- Australian beer company Broo (BEE) has described the state of its operations in the midst of the coronavirus pandemic
- The company has experienced a drop in trading activity over the March quarter, as a result of COVID-19 related restrictions
- Despite this, Broo is continuing its operations on a scaled-down basis, with some of its properties temporarily closed
- The company has implemented measures to mitigate the worst impacts but is forecasting less cash flow for June’s quarter
- Broo shares remain steady, trading for 1.4 cents per share at market close.
Australian beer company Broo (BEE) has described the state of its operations in the midst of the coronavirus pandemic.
Many companies are currently reporting disappointing first 2020 quarters as COVID-19’s impacts take full effect. Broo’s quarterly market update has demonstrated how the company, like many others, is attempting to weather the crisis.
Broo reported a drop in trading activity during the March quarter, due to the virus and related government restrictions. The company’s hospitality-focused businesses, Sorrento Brewhouse and Mildura Pub, have temporarily closed. As a result, Broo is working to reduce the costs of these businesses while the restrictions are in place.
Fortunately, the company’s Mildura Brewery is continuing to produce beer under its existing sales arrangements, despite the situation. Broo is focused on increasing the domestic sales and distribution of the Brewery’s product during this time.
Until the COVID-19 restrictions begin to relax in the coming months, Broo will continue to operate on a scaled-down basis. The company will attempt to continue meeting business objectives where possible, although survival has taken precedence for many enterprises.

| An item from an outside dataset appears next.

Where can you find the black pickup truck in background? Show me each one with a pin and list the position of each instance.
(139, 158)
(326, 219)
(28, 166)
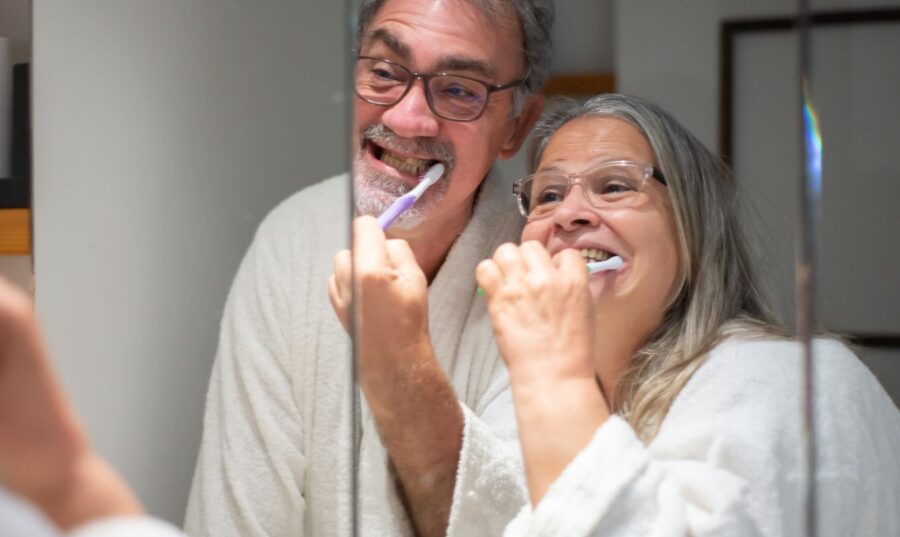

Broo has implemented a variety of measures to mitigate the impacts of COVID-19 and the government’s restrictions. As expected, the company has reduced employee numbers at its hospitality properties and applied for the Job Keeper assistance allowance.
Broo has reduced other overhead costs where possible, and is reviewing assets that may be superfluous to beer production and sales.
With its corporate advisor, the company is working to secure an increase in short term standby working capital facilities. Broo is also assessing longer-term sources of capital, as the company tries to meet costs in the next quarter.
Despite these measures, the company has forecast a lesser level of trading cash flower for the quarter ending June 30, 2020.
Broo shares remain steady, trading for 1.4 cents per share at market close.